I am writing this on day 4 of a terrible cold which has knocked me for six. Not only has it made me feel dreadful, it seems to have engulfed my whole body and mind, making me feel completely miserable. Every part of my body aches and I've been unable to think of little else other than sleep and self pity.
And this, just a simple cold! As someone who is rarely ill I am starting to consider how it would feel to have a serious illness, that doesn't just last for a few days, but months or even years. I am irritable, bad tempered and desperate to feel well again, and it's only day 4!
I spend much of my working life with elderly people who are suffering any amount of ailments and they seem to have this remarkable ability to put a brave face on, despite being in considerable pain and discomfort. Whether it be arthritis, hip/joint complaints, or chronic illnesses such as COPD, Parkinsons, Diabetes, heart disease and mobility issues, they just seem in the main to be able to carry on with little to no fuss.

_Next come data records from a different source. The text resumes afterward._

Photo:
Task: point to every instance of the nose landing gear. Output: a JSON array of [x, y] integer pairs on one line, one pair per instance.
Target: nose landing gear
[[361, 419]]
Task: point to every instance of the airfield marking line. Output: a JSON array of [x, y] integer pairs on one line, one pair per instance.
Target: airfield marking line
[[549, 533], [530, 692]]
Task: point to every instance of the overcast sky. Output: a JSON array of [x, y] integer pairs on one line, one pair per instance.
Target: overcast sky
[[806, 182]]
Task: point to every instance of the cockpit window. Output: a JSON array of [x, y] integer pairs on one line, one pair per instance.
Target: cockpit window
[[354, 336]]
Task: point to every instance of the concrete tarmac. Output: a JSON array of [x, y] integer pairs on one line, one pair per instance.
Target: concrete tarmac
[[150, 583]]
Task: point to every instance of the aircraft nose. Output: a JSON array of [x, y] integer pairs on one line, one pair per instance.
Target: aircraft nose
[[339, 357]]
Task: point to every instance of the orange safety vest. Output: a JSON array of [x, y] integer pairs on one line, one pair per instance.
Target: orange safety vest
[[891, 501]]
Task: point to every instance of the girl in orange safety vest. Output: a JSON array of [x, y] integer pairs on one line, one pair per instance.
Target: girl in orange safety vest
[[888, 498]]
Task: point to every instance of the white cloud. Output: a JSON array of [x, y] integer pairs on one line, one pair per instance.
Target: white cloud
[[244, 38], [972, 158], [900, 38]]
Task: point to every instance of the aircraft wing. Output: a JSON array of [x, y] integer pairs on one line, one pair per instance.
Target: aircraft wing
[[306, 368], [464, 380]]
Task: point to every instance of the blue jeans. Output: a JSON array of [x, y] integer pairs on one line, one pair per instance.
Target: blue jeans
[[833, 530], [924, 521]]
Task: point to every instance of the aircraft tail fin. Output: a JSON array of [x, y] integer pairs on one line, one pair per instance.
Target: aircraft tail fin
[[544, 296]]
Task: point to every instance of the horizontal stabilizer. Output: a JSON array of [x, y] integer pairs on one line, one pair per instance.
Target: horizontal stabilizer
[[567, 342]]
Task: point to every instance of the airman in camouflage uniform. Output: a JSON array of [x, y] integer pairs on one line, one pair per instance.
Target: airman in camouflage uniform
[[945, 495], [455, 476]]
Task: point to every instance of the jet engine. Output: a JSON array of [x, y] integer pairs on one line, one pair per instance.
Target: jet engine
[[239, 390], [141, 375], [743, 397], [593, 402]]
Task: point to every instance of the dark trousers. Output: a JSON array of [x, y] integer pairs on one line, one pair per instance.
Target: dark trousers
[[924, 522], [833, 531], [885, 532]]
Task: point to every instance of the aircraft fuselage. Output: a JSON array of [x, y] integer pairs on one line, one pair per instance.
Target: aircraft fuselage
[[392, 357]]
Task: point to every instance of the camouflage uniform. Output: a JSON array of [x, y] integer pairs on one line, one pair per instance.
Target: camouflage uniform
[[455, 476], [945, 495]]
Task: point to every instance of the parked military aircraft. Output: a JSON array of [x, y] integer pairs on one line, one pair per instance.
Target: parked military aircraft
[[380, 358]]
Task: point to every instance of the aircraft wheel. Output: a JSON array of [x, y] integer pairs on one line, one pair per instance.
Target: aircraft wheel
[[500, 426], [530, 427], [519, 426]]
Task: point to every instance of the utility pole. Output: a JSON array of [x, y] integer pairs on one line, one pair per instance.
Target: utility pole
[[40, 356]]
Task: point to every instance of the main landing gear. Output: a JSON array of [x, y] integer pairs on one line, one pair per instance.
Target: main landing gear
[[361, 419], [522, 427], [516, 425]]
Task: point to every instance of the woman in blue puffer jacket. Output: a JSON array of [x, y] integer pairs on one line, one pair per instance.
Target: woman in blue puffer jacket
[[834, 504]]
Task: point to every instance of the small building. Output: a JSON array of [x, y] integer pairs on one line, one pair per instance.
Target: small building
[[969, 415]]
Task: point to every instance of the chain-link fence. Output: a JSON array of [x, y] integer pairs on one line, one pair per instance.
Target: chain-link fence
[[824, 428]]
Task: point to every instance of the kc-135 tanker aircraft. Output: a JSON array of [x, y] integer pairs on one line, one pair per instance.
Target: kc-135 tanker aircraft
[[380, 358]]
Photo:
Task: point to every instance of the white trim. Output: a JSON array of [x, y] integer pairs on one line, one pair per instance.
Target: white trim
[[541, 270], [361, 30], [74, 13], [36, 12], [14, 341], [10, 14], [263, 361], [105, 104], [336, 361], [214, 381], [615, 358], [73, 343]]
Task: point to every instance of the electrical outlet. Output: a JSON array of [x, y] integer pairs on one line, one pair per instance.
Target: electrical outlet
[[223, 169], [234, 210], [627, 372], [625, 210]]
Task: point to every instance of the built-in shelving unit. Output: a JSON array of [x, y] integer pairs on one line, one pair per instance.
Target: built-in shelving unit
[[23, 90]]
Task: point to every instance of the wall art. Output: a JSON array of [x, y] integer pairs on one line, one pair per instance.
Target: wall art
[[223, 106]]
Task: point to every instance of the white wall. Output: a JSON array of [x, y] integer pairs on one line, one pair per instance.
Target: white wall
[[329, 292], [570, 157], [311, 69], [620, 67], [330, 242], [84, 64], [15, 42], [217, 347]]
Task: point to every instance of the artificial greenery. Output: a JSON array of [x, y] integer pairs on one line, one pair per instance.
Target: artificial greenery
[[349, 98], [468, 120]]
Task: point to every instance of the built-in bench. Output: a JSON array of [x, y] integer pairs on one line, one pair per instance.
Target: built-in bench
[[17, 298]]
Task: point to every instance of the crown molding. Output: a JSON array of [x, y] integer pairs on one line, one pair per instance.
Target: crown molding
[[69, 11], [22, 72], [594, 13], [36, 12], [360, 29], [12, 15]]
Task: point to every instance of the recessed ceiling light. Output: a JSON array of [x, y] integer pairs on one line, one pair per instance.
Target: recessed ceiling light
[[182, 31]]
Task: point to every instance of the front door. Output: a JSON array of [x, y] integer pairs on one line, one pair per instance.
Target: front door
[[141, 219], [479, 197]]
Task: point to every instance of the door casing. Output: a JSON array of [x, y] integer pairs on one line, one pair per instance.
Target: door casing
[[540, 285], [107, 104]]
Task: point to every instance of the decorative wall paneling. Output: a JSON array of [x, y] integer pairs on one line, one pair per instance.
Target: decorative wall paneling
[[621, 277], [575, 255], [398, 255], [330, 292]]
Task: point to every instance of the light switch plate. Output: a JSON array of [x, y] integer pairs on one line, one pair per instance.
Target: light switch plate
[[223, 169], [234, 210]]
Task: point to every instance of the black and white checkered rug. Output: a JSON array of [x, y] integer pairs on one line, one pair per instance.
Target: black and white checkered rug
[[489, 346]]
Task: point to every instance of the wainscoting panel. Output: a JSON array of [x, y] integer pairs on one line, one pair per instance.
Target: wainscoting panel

My very brief bout of illness has made me ask the question; How much do we really value our own health?
Right now, I would give everything I own to feel well again, and I'm sure others must feel the same when they fall ill. But, probably like most of us I take my health for granted, and when well, I never give a second thought to how lucky, or grateful I am that I am living my life free of illness. As I am writing this I consider how quickly this could change, as I am not immortal or immune to the same illnesses that threaten the rest of society.
I have decided to hold this thought, and live an even healthier life than I have done thus far. Feeling so unwell has made me appreciate feeling well! That said, I will try not to take my health for granted anymore, and be mindful that it can change at any moment.
No amount of money can buy good health, as we have seen with some of the late, greats gone before their time. Good health is true wealth.